Why You Can’t Treat One Without The Other

Many people make the detrimental mistake of only treating one problem at a time. With this strategy, they often focus on the more “severe” issue first. That’s because they assume they need to get that issue “under control” before tackling any other problems.

Although this may sound like a good plan, this method is both misguided and harmful.

Mental illness is complicated, systemic, and connected. Problems do not exist in a vacuum. They exist in tandem; symptoms from one issue can quickly and seamlessly crossover into another issue. If someone struggles with low self-worth, they may abuse anything that can relieve some of that pain. Whether it’s substances, food, purging, sex, or gambling, the intention is the same: avoid feeling hurt.

Likewise, many people with eating disorders and addiction struggle with underlying health conditions. These conditions vary in severity, but they may include:

  • Cardiovascular issues

  • Rapid changes in the endocrine system

  • Decrease in bone density due to nutrient imbalances

  • Tooth decay

  • Ulcers and other gastrointestinal problems

  • Kidney failure

Therefore, people struggling with eating disorders and addiction must receive appropriate medical attention. Failure to address medical needs can cause long-term health complications. In extreme cases, such neglect can be fatal.

Furthermore, some people may have a higher level of insight into one condition than the other. For example, a person might feel very motivated to work on their substance problem. However, they don’t necessarily want to “give up” their eating disorder due to a fear of weight gain.

That said, comprehensive treatment entails examining all the others of distress. It also involves looking at various patterns and triggers that contribute to maladaptive functioning. As people learn more about self-esteem and positive coping skills, they often start treating themselves better.
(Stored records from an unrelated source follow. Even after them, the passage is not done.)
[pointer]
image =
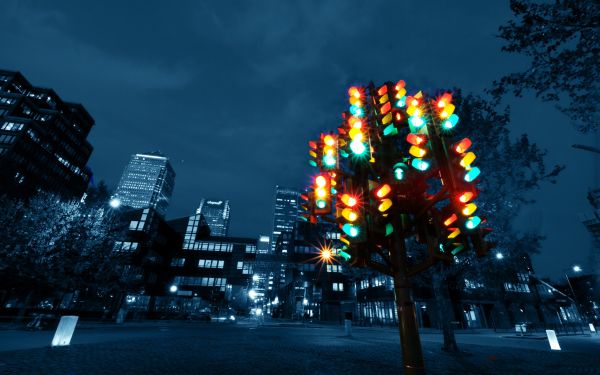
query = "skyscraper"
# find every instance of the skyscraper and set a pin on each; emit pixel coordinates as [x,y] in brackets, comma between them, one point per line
[285,213]
[147,181]
[43,142]
[216,213]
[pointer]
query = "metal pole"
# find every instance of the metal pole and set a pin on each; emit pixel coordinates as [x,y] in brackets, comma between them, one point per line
[410,342]
[574,298]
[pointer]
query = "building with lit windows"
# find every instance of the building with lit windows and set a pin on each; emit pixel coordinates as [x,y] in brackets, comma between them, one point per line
[285,213]
[147,181]
[213,270]
[43,142]
[216,214]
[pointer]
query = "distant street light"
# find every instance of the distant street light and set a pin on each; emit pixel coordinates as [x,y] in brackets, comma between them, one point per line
[115,203]
[252,294]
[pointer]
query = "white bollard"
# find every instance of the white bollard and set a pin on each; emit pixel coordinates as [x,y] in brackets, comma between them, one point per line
[552,339]
[64,331]
[348,327]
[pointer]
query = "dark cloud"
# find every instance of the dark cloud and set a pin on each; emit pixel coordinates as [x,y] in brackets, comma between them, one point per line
[233,90]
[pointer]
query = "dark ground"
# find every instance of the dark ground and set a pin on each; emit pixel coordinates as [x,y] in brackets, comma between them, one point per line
[282,348]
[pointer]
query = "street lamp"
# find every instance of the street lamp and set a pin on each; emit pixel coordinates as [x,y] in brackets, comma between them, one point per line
[115,203]
[576,268]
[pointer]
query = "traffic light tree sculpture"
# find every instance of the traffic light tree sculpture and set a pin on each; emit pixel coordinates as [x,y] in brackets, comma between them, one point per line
[391,172]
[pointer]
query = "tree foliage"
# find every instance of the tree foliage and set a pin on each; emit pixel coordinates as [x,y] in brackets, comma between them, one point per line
[512,169]
[51,246]
[562,38]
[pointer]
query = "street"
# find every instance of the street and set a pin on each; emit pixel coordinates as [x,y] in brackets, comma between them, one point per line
[282,347]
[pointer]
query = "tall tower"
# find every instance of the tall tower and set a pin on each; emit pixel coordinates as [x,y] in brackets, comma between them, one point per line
[216,214]
[285,213]
[147,181]
[43,142]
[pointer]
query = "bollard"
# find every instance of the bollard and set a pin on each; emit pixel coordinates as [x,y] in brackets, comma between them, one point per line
[552,339]
[348,327]
[64,331]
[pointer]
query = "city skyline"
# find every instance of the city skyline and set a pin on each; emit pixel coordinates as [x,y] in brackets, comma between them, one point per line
[269,128]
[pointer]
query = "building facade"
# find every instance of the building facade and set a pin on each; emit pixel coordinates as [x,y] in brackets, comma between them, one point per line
[147,181]
[216,214]
[285,213]
[43,142]
[211,270]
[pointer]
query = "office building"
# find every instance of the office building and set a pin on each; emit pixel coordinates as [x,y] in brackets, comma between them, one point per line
[217,270]
[43,142]
[147,181]
[285,214]
[216,214]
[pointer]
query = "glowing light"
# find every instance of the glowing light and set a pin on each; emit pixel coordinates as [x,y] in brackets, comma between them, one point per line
[450,123]
[329,140]
[385,205]
[355,122]
[387,118]
[473,222]
[357,147]
[462,145]
[329,161]
[383,191]
[416,121]
[349,200]
[454,233]
[321,181]
[356,111]
[390,130]
[415,139]
[420,164]
[351,230]
[447,111]
[252,294]
[472,174]
[321,193]
[467,159]
[399,171]
[356,135]
[325,256]
[469,209]
[465,197]
[417,151]
[450,220]
[354,92]
[349,214]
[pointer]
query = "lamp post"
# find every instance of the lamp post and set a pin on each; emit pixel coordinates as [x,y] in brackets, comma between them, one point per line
[576,269]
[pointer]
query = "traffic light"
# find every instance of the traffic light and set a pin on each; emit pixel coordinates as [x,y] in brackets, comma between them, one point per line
[384,111]
[329,154]
[322,194]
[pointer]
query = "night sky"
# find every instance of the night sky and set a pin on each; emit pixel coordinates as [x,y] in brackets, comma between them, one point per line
[233,91]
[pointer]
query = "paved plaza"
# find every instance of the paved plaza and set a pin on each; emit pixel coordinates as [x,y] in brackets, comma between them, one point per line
[281,347]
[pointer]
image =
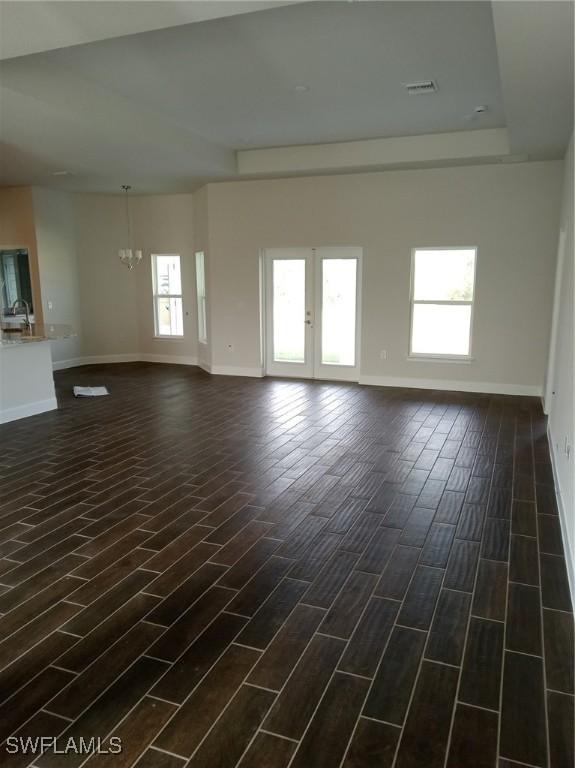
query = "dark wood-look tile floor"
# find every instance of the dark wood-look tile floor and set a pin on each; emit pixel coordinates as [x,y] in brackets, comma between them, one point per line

How Professional Treatment Can Help

Both eating disorders and addiction can be insidious and complex. They’re often highly associated with shame, fear, and a low concept of self-worth. It’s not uncommon for people to feel alone in their struggles. While they often want change, they don’t know the first step to take to feel better.

Professional treatment teaches people how to live their lives free from the chaotic dysfunction associated with some dangerous habits. Therapy can help you learn more about the origin of your behavior. It can also teach you new ways of thinking and reframing your beliefs.

Additionally, peer support can be profoundly beneficial. Just knowing that you’re not alone- that other people share your struggles and fears- can be immensely relieving.